Federal Investigators Moved In, the Contractor Moved Out
The FBI took over the investigation in January. At an April 16 hearing, then-acting ICE director Todd Lyons confirmed to lawmakers that the case had been referred to federal investigators — testimony he gave the same day he announced he would resign, stepping down effective May 31. David Venturella has run ICE in an acting capacity since, while the White House now has Lance Schroyer awaiting confirmation as the agency's permanent chief.
Separately, in March, Homeland Security stripped Acquisition Logistics of its contract to operate Camp East Montana and installed Amentum Services as the new operator. A federal judge has also agreed to delay the deportation of migrants who say they witnessed the confrontation so they can be deposed.
One Death Among a Growing Number
Lunas Campos is one of roughly 20 people to die in ICE custody so far in 2026, a pace that could surpass last year's total of 33 — itself the highest annual figure in more than two decades. Camp East Montana alone has recorded at least three deaths since opening in 2025 under a $1.2 billion contract. Eleven days after Lunas Campos died, a second detainee, 36-year-old Victor Manuel Díaz, was found dead inside the same facility in what ICE labeled a presumed suicide. A Government Accountability Office report released in June found Díaz had been left in a medical holding room rather than a cell designed to prevent self-harm, and monitored less frequently than protocol required.

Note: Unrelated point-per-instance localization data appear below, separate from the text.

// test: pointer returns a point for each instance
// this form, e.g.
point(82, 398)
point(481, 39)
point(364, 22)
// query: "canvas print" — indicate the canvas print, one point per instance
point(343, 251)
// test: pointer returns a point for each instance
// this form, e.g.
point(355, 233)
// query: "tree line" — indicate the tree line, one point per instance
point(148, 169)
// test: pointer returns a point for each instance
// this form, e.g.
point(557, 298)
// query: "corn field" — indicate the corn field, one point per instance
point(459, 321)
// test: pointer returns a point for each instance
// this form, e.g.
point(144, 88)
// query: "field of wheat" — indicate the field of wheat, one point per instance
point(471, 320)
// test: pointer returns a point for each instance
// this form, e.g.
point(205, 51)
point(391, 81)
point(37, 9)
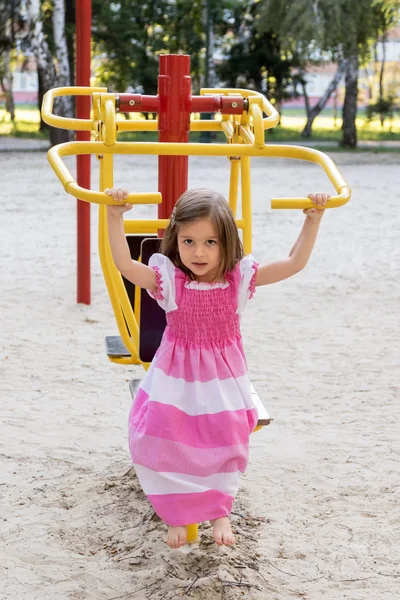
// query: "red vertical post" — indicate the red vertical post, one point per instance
point(83, 51)
point(174, 91)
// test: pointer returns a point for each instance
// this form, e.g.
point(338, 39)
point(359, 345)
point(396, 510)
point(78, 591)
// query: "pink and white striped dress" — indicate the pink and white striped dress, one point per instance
point(190, 422)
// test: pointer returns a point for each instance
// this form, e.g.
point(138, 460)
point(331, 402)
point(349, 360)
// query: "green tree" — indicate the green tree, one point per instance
point(255, 59)
point(343, 30)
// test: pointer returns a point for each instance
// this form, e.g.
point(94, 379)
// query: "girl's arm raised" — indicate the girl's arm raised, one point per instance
point(139, 274)
point(301, 251)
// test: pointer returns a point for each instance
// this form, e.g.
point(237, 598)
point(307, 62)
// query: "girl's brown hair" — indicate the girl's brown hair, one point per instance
point(204, 204)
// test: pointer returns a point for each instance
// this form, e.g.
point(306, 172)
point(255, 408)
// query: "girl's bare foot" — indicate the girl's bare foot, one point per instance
point(176, 537)
point(222, 532)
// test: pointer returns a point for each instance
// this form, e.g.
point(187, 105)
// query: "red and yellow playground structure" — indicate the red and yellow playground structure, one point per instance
point(245, 116)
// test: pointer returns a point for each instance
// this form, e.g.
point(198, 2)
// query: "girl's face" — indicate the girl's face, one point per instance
point(199, 249)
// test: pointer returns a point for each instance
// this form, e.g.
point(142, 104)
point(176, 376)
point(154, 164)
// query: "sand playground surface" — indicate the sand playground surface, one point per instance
point(318, 514)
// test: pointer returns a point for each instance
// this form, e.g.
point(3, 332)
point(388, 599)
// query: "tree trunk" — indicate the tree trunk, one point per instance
point(349, 139)
point(66, 105)
point(315, 110)
point(45, 64)
point(381, 74)
point(6, 84)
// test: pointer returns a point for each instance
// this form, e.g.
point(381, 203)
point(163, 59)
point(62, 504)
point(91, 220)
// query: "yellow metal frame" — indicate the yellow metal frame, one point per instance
point(245, 135)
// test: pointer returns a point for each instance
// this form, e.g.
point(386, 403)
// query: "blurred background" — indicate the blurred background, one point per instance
point(332, 69)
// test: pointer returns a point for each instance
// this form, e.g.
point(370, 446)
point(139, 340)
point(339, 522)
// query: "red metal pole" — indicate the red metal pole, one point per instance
point(83, 34)
point(174, 91)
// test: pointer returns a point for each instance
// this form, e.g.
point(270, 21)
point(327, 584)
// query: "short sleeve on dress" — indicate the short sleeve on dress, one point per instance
point(247, 283)
point(165, 273)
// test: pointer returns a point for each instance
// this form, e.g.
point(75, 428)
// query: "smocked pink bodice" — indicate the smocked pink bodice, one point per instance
point(204, 316)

Courts, Watchdogs and Geneva Are All Watching Now
The scrutiny extends well past this one courtroom. On May 30, the ACLU, Human Rights Watch and allied groups filed a separate class-action suit challenging broader conditions at the camp. Weeks later, UN High Commissioner for Human Rights Volker Türk called for prompt, independent, impartial and effective investigations into deaths across ICE detention nationwide.
Neither Acquisition Logistics nor Akima Global Services has responded publicly to the allegations. Homeland Security has said only that the matter remains under investigation.